During the English Civil War (1642–1649), the English Parliament raised armies in an alliance with the Covenanters who by then were the de facto government of Scotland, against the forces of Charles I, King of England, Scotland and Ireland. The purpose of the Westminster Assembly, in which 121 Puritan clergymen participated, was to provide official documents for the reformation of the Church of England. The Church of Scotland had recently overthrown the bishops imposed by the King and reinstated presbyterianism (see Bishops’ Wars). For this reason, as a condition for entering into the alliance with the English Parliament, the Scottish Parliament formed the Solemn League and Covenant with the English Parliament, which meant that the Church of England would abandon episcopalianism and consistently adhere to reformed standards of doctrine and worship. The Confession and Catechisms were produced in order to secure the help of the Scots against the king. The Scottish Commissioners who were present at the Assembly were satisfied with the Confession of Faith, and in 1646, the document was sent to the English parliament to be ratified, and submitted to the General Assembly of the Scottish Kirk.

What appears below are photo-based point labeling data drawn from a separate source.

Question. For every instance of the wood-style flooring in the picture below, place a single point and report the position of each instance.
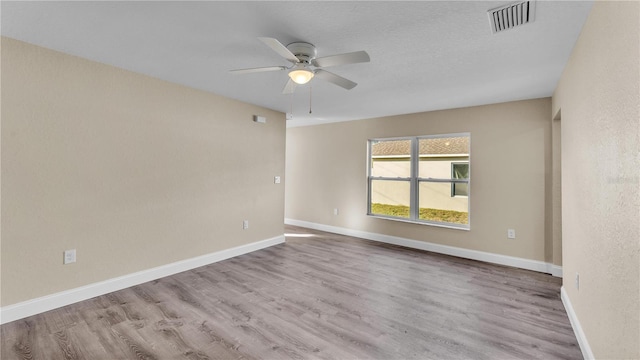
(318, 296)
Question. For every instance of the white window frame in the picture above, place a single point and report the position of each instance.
(414, 182)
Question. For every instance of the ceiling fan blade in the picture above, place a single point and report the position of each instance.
(280, 49)
(342, 59)
(290, 87)
(254, 70)
(335, 79)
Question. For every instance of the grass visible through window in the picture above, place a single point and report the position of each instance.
(450, 216)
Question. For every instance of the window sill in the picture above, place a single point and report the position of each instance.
(435, 224)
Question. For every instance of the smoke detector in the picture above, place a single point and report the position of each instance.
(513, 15)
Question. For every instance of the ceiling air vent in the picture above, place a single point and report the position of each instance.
(510, 16)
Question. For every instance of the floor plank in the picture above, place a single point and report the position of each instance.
(318, 296)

The Church of Scotland adopted the document, without amendment, in 1647. In England, the House of Commons returned the document to the Assembly with the requirement to compile a list of proof texts from Scripture. After vigorous debate, the Confession was then in part adopted as the Articles of Christian Religion in 1648, by act of the English parliament, omitting section 4 of chapter 20 (Of Christian Liberty), sections 4–6 of chapter 24 (Of Marriage and Divorce), and chapters 30 and 31 (Of Church Censures and Of Synods and Councils). The next year, the Scottish parliament ratified the Confession without amendment. In 1660, the Restoration of the British monarchy and Anglican episcopacy resulted in the nullification of these acts of the two parliaments. However, when William of Orange replaced the Catholic King James VII of Scotland and II of England on the thrones of Scotland, England and Ireland, he gave royal assent to the Scottish parliament’s ratification of the Confession, again without change, in 1690.[1]